Lou D'Alpuget

Personal information
- Full name: Louis Ambrose Patrick D'Alpuget
- Born: Feb 1880 Wodonga, Victoria
- Died: 6 July 1957 (aged 76–77) Moore Park, New South Wales, Australia

Playing information
- Position: Halfback, Five-eighth, Centre
Club
| Years | Team | Pld | T | G | FG | P |
| 1908–09 | Eastern Suburbs | 12 | 2 | 0 | 0 | 6 |
| 1911 | Annandale | 5 | 0 | 0 | 0 | 0 |
|  | Total | 17 | 2 | 0 | 0 | 6 |
Representative
| Years | Team | Pld | T | G | FG | P |
| 1907 | New South Wales | 2 | 0 | 0 | 0 | 0 |
| 1908 | Metropolis | 2 | 0 | 0 | 0 | 0 |
- Source: As of 11 March 2019

= Lou D'Alpuget =

Australian rugby league footballer

Louis Ambrose Patrick D'Alpuget (1880–1957) was a pioneer rugby league player in the New South Wales Rugby League (NSWRL) competition who played for the Eastern Suburbs and Annandale clubs. Of French descent, He played for New South Wales in the very first rugby match run by the newly created 'New South Wales Rugby Football League' which had just split away from the established New South Wales Rugby Football Union.

D'Alpuget, a , played rugby league in 1908 - the inaugural season of the sport in Australia. He was a member of Sydney's Eastern Suburbs first team, kicking the first ever goal for the club.

D'Alpuget was a member of the Eastern Suburbs side that was defeated by South Sydney in the NSWRL's first premiership final. D'Alpugent had just one season with the Eastern Suburbs club before joining the now defunct Annandale club. D'Alpuget's only representative match came in 1908 when he was selected for Sydney against a touring New Zealand Maori side.

A former rugby union player, D'Alpuget was a member of the rebel sides that played against the New Zealand 'All Golds' in the series that helped to establish rugby league in Australia.
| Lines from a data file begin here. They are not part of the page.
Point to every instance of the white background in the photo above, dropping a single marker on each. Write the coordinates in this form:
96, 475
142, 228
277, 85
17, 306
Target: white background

He was awarded Life Membership of the New South Wales Rugby League in 1914.

D'Alpuget was also a founding member of Bondi Surf Club.

He is remembered as the Sydney Roosters 4th ever player.

Lou d'Alpuget was the grandfather of noted author Blanche d'Alpuget.

==Death==

Lou D'Alpuget died at the Sydney Sports Ground while watching Souths v Norths on 6 July 1957. A well attended funeral took place at Rookwood Cemetery on 9 Jul 1957, mourners included Dally Messenger, Webby Neill and Harold Mathews.